Avanan, a prevention-focused SaaS product, works at the cloud level to protect against malicious intruders before they even get to a device, providing this visibility in a single pane of glass by leveraging APIs. This product does not sit in front of Gmail or Office 365 and does not change the MX record. Instead, it is embedded in mail flow, using Google and Microsoft as a first layer of defense. If an email gets through the first layer, Avanan will scan it while still at the cloud level. It has been designed to protect the entire collaboration suite and provides the same file share, URL, data leakage, malware scanning and phishing scanning for Slack as for Office 365.
This is a multivendor open platform that supports all plug-ins into the platform as an organization’s requirements grow. This versatility includes a sandbox add-on for any vendor that offers sandboxing, creating a platform-based means of adding security layers.
Setup is straightforward and takes only a few minutes. The product scans an environment and pulls communication information, including historical idata, for a foundational knowledge of basic, normal user behavior to reduce false positives. This machine learning phase takes approximately 48 hours to be fully running but will start to catch events immediately.

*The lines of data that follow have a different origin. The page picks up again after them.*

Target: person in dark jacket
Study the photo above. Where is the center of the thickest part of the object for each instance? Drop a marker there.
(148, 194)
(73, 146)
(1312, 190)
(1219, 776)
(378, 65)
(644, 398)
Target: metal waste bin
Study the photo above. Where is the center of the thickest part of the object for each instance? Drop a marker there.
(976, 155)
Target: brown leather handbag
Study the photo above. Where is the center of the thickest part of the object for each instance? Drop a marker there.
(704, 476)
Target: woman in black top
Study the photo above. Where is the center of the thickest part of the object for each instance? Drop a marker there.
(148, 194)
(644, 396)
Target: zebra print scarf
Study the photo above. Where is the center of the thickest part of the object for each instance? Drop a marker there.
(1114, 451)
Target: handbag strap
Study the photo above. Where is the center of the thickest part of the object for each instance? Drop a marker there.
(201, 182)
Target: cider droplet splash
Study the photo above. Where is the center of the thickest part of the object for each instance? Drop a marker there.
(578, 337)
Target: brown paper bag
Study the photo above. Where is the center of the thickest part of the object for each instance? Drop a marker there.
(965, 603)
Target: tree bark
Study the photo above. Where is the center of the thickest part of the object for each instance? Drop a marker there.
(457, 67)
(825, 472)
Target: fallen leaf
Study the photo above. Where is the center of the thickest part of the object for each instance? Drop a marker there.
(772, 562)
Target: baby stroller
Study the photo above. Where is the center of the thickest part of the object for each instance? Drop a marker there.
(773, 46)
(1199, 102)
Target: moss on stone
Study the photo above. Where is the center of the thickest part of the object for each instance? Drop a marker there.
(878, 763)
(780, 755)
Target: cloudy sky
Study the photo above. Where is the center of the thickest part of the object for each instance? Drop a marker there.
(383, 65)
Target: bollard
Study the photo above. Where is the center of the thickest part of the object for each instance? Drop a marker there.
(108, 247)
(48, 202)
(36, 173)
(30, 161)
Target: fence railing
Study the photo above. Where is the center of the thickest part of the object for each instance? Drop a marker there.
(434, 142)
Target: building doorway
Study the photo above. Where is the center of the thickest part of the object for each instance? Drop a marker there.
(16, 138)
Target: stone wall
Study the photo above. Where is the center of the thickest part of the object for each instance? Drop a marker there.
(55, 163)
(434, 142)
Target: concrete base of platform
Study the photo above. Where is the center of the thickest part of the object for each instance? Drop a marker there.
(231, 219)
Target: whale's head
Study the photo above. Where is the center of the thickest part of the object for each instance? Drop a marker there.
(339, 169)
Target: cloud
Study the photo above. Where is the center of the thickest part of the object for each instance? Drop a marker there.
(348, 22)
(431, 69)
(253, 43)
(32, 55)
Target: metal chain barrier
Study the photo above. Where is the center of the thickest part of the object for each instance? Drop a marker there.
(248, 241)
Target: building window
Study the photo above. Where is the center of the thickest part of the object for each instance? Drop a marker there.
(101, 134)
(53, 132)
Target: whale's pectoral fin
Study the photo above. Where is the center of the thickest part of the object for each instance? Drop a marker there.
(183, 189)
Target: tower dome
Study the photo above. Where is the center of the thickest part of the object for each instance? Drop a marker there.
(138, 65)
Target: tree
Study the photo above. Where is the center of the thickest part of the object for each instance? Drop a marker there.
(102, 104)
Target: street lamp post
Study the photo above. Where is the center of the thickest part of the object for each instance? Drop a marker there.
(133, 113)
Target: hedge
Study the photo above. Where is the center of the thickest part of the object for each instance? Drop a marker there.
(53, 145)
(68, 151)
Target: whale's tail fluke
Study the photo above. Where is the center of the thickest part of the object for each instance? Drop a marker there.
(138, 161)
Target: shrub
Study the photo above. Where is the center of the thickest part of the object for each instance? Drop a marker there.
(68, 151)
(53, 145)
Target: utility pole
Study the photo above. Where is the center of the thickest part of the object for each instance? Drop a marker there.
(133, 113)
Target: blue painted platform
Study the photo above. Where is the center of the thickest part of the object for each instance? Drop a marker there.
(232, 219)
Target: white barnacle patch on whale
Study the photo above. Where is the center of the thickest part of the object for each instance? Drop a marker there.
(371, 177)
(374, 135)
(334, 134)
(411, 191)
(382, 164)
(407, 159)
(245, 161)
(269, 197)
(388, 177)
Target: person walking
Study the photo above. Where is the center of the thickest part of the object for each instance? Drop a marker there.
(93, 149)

The prevention mechanism of this product is largely driven through a group-based policy engine that looks at various rules applied to different groups of users. This policy engine is embedded in Microsoft API, so group information is easily accessible from Office 365 and Active Directory. Auto-VIP lists and policies can be configured based on group lists.
We were impressed with the patented technology Avanan has in its arsenal, including inline post-delivery detection and pre-inbox protection. This inline protection scans every piece of communication. With the help of an API, Avanan delivers advanced threat and inline email protection and post-delivery forensics.
AI understanding of behavior at the user-level to determine if a user has been compromised provides post-delivery and anomaly protection. A compromise prompts automated action according to pre-determined configurations. Mail Explore, Event View and customizable sub-dashboards offer several ways of viewing and filtering through events, email content, files and raw data. Mail Explore offers visibility across the entire environment, Event View shows triggered events and fully customizable sub-dashboards drill into reports, information breakdowns and the like.
Full-suite protection provides prevention, continuous monitoring at the inbox-level, post-delivery detection and removal in an easily digestible, prevention-focused package.
Pricing starts at $4 per user, per month. Includes 24/7 global email support.